Écrit en anglais par Benyamin Poghosian et publié dans The Armenian Mirror-Spectator en date du 6 janvier 2024
Alors que l’Arménie et l’Azerbaïdjan poursuivent leurs négociations en vue de signer un accord de paix, le rétablissement des communications entre les deux pays est devenu l’un des sujets brûlants des négociations. Il comporte de multiples dimensions, notamment les questions liées aux modalités de contrôle des passeports et des douanes lors du franchissement des frontières arméniennes et azerbaïdjanaises et à la sécurité des passagers et des marchandises qui transiteront par l’Arménie et l’Azerbaïdjan.
Après la prise de contrôle militaire du Haut-Karabagh en septembre 2023, l’Azerbaïdjan a renoncé à exiger un corridor extraterritorial via l’Arménie pour se raccorder à la République autonome du Nakhitchevan. Cependant, il a continué d’exiger un régime sans passeport ni contrôle douanier pour les citoyens azerbaïdjanais et les marchandises qui passeront par l’Arménie pour l’atteindre et vice versa. L’Azerbaïdjan exige également l’implication de pays tiers pour assurer la sécurité des passagers et des marchandises azerbaïdjanais, arguant que l’Arménie ne peut fournir les garanties nécessaires. Il a placé ces sujets sur le devant de la scène, en les discutant lors de conférences, d’ateliers et de webinaires axés sur les relations entre l’Arménie et l’Azerbaïdjan.
Étonnamment, par ailleurs, la sécurité des marchandises et les passagers arméniens qui transiteront par l’Azerbaïdjan pour atteindre l’Iran et la Russie n’est pas évoquée. Cette situation est bizarre, compte tenu des multiples crimes odieux contre la population civile arménienne commis par l’Azerbaïdjan, crimes largement condamnés par la communauté internationale. Il s’agit notamment d’incidents survenus lors de la guerre des 4 jours en avril 2016, de la deuxième guerre du Haut-Karabagh de 2020, des incursions azerbaïdjanaises en Arménie proprement dite, en 2021 et 2022, du blocus de neuf mois des Arméniens du Haut-Karabagh jusqu’à la quasi-famine, et la prise de contrôle militaire du Karabagh en septembre 2023. Au cours de la seule attaque militaire azerbaïdjanaise contre le Haut-Karabagh du 19 septembre 2023 qui a duré 24 heures, au moins 25 civils arméniens ont été tués dont cinq enfants. Des dizaines de civils ont été blessés, dont dix enfants et cinq civils sont toujours portés disparus.

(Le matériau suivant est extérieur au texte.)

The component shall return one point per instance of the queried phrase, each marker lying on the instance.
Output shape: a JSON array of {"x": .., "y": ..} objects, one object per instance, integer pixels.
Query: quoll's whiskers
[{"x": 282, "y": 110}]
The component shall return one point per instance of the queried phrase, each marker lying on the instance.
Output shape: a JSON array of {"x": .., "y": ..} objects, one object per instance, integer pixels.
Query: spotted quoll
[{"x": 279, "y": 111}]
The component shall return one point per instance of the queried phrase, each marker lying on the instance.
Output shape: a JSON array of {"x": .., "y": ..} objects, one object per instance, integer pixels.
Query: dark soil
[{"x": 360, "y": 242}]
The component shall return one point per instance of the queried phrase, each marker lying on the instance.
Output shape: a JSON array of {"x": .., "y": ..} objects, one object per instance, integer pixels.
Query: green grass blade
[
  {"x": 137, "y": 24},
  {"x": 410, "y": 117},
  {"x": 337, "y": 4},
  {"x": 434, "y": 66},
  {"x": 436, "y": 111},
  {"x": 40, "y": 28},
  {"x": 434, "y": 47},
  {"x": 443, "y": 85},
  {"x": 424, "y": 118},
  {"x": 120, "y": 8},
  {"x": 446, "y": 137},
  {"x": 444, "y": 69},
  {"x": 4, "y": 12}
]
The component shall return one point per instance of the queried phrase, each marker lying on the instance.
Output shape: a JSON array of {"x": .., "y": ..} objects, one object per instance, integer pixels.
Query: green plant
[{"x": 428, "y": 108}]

Les multiples crimes de guerre contre les Arméniens, associés à une forte propagande de haine anti-arménienne, malheureusement toujours répandue en Azerbaïdjan, indiquent clairement que les marchandises et les passagers arméniens ne pourront pas passer par l’Azerbaïdjan pour atteindre l’Iran, la Russie ou autres régions de l’Arménie sans garanties de sécurité particulières fournies par des pays tiers. Cela signifie que même si l’Arménie et l’Azerbaïdjan parviennent à un accord sur le rétablissement de la communication sans modalités précises pour garantir la sécurité des marchandises et des passagers arméniens, l’accord ne sera, en réalité, pas mis en œuvre car les Arméniens refuseront de voyager via l’Azerbaïdjan et mettront la vie de leur famille et la leur en danger.

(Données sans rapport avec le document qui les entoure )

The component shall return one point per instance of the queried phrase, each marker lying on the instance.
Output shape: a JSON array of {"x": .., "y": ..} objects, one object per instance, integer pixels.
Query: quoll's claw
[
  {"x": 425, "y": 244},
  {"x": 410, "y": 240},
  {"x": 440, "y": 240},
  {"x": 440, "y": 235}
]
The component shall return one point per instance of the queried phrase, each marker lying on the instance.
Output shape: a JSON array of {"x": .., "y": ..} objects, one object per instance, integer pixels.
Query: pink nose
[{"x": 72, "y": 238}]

Parce qu’il est difficile de se rendre en Russie en passant par l’Azerbaïdjan, soit par la route ou le chemin de fer en raison de la complexité géographique, cela n’a tout simplement pas de sens de se rendre d’Erévan à Bakou par chemin de fer via le Nakhitchevan et le sud de l’Azerbaïdjan puis de voyager sur deux cents kilomètres supplémentaires pour atteindre la frontière entre l’Azerbaïdjan et la Russie ; la République autonome du Nakhitchevan deviendrait probablement la plaque tournante centrale pour les marchandises et les passagers arméniens souhaitant atteindre l’Iran ainsi que la partie sud de l’Arménie par autoroute et chemin de fer, contournant la route montagneuse qui relie actuellement la capitale Erévan à la région de Syounik. Dans ce contexte, les discussions devraient commencer au niveau des experts sur les moyens possibles d’assurer la sécurité des Arméniens susceptibles de voyager via le Nakhitchevan.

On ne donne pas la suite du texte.